Avant de palpiter au rythme branché des basses du Point Ephémère, des tournées arrosées de Chez Prune et des soldes d’Antoine & Lili, le canal Saint-Martin remplissait une fonction pratique de la plus haute importance. Tracée sous Napoléon, cette artère autrefois vitale acheminait eau potable et marchandises jusqu’au cœur de la capitale impériale. En témoignent les anciens entrepôts industriels qui longent les berges, aujourd’hui réaménagés en bars, restaurants et boutiques.
Démis de ses fonctions par la concurrence routière et ferroviaire du XXe siècle, et désormais colonisé par les croisières touristiques et les armées de pique-niqueurs, ce canal aux eaux verdâtres et aux rives engageantes, que les urbanistes faillirent transformer en autoroute en 1970 (ah, les brillantes idées des années 1970), continue de ruisseler flegmatiquement sur plus de 5 km, faisant fi du monde extérieur.
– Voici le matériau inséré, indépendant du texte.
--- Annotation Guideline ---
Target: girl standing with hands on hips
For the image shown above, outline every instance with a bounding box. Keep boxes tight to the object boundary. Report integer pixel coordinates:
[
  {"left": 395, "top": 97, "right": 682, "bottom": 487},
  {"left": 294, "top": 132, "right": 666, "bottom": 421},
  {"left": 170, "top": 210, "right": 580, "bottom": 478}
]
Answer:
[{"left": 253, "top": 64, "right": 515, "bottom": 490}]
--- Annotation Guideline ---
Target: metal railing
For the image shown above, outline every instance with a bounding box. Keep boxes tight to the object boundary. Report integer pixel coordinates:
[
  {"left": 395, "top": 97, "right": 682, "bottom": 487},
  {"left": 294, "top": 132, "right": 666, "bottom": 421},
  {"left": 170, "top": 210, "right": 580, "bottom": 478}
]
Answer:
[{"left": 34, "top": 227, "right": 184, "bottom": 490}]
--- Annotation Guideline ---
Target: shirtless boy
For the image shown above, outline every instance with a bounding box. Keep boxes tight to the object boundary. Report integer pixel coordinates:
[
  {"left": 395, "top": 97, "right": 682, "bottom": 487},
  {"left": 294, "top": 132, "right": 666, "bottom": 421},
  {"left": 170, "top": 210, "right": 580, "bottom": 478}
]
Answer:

Alimenté par le canal de l’Ourcq, il prend depuis 1825 sa source au bassin de la Villette et termine sa course au port de plaisance de l’Arsenal, franchissant au passage neufs écluses, deux ponts tournants, un dénivelé de 25 mètres, et un tunnel, creusé sous la place de la Bastille.
Le dimanche et les jours fériés, les berges plantées d’arbres et de passerelles, coquettement cambrées au-dessus de l’eau, sont fermées à la circulation : l’occasion de se laisser couler sur le bitume, au fil de ses pieds ou de son vélo.